Assuming we are giants of ancient times, we have only seen the sun rise five times. If the Laplace continuation law is applied at this time, then we will calculate a relatively small probability as to whether the sun will rise again. Our results will change over time. In the eyes of many people, this is really weird.
mainstream scholars who emphasize objectivity have formed a frequency school. Scholars who still believe that subjectivity contains great value in probability form Bayesianism.
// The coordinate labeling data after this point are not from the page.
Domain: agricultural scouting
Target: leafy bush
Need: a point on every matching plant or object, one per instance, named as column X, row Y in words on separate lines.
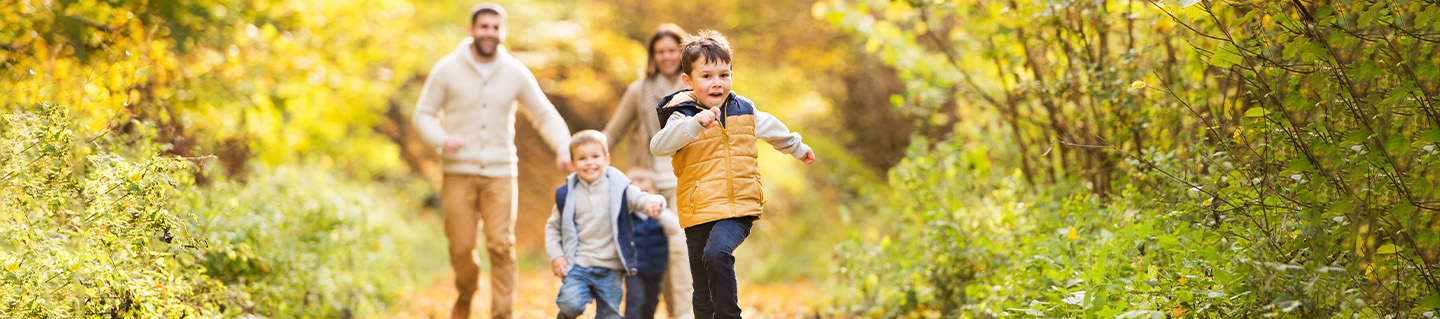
column 104, row 227
column 306, row 243
column 1283, row 170
column 91, row 233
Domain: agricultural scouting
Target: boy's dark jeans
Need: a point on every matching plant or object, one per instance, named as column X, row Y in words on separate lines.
column 712, row 262
column 642, row 295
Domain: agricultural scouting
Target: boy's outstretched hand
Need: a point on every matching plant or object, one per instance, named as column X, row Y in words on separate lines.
column 707, row 118
column 654, row 207
column 558, row 266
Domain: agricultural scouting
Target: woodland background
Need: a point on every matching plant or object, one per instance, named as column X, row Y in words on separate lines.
column 978, row 158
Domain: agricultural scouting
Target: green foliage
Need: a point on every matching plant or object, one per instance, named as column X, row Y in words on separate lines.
column 306, row 243
column 1279, row 163
column 126, row 233
column 91, row 233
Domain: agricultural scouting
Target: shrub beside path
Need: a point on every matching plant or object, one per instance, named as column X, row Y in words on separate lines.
column 539, row 288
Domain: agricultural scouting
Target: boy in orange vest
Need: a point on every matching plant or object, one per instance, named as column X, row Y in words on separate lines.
column 710, row 134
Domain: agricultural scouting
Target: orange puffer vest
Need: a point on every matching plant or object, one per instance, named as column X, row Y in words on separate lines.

Entering the 20th century, the Bayesians were excluding and suppressing so violently that Ronald Fisher, the representative of the frequency school, even used the extremely insulting words such as "fallacies".
Bayesians have to survive in the cracks. Even sometimes, Bayesian wisdom has been proven, and Bayesians still have no chance to come to the forefront.

WWIIhtml
During World War II, Allen Turing led the team to decipher the Ennig password of the German army and made great contributions. Bayes theorem played an important role in it. Unfortunately, this incident involved too many political factors, and after the war, the British government chose to continue to keep it confidential. Bayesianism lost a chance to be justified.
In the 1950s, British actuary Arthur Bailey discovered that some colleagues were using some "unknown" but particularly practical formulas.Bailey didn't know at that time that these formulas were closely related to Bayesian theorem, but the frequency faction dominated and kept them all outside the door of orthodox education.
Considering that Bayesianism has been rejected for more than two hundred years, it is difficult to estimate how many events there are in this type of event. But what is certain is that no matter how aggressive the frequency facts are, the frequency faction cannot change.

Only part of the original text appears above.